To get to 450,000, the Army will make "some very tough choices that will have very broad and deep implications for the Army and the country," Allyn said.
The Army has reduced the troops stationed overseas "to the maximum that we could already, so the cuts are going to come largely from within the continental United States, and they are going to be very, very impactful," he said.
In the coming weeks, Army Secretary John McHugh is expected to make a final decision about where those cuts will occur.
Army leaders continue to hope Congress will pass the president's budget, Allyn said.
"Then we'll exert the leadership necessary to eliminate sequestration as a continuing threat to our national security so that we can stop the bleeding at 450,000," he said.
To keep up with the cuts, the Army is racing to build the readiness of its brigade combat teams.
"The chief of staff made the decision a couple years ago that we would build the Army contingency force because of the magnitude of global instability," Allyn said. "We knew we had to be able to provide land forces for one of those emergent flashpoints."
Right now, the Army has the capability to provide forces if needed to respond to a contingency, Allyn said.
In January, the Army deployed paratroopers from the 82nd Airborne Division's 3rd Brigade Combat Team to Iraq to support the advise and assist mission there.
"As we've answered emerging requirements like the plus-up in Operation Inherent Resolve several months back … that came out of our Army contingency force," Allyn said. "We're consuming readiness as fast as we're generating it because of the demands that are out there."
The ongoing challenge – the Army wants up to 70 percent of its brigade combat teams trained and ready if needed; it is only at about 30 percent now – is funding, Allyn said.
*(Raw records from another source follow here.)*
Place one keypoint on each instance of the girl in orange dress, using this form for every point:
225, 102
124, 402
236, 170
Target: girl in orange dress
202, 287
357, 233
"The challenge is if we don't receive predictable funding … we will not be able to train the follow-on forces to the level that they should be trained," he said. "We will continue to focus on our contingency forces as our top priority, but we require predictable funding for home station training for all Army forces. We don't want to get into a tiered readiness scenario."
Also affected is the amount of time soldiers have at home in between deployments.
"As we get smaller and the demands stay stable or grow as they have been over the last couple of years, that means fewer forces are deploying more frequently," Allyn said.
The Army has yet to achieve its goal of a 1-to-2 deployed to dwell ratio, Allyn said.
Ideally, if a soldier is deployed for a year, he should get two years at home.
"It does not appear, based on the demand signals we're seeing going into 2016, that we will make much progress on that," he said.
The good news for soldiers, he said, is they are given the opportunity to have an impact around the world.
"It's an exciting time to be serving in the United States Army," he said.
Allyn recounted meeting a staff sergeant in the 1st Cavalry Division who briefed the two-star senior logistician for the Lithuanian army on how to build a unit maintenance program.
"It was supposed to be a 30-minute brief. It went for four hours, and then this major general came back to this staff sergeant two additional times," he said. "That's the impact that our leaders in the United States Army are having. They are empowered, they are delivering vital mission support around the globe, and they see the effects of what they're doing."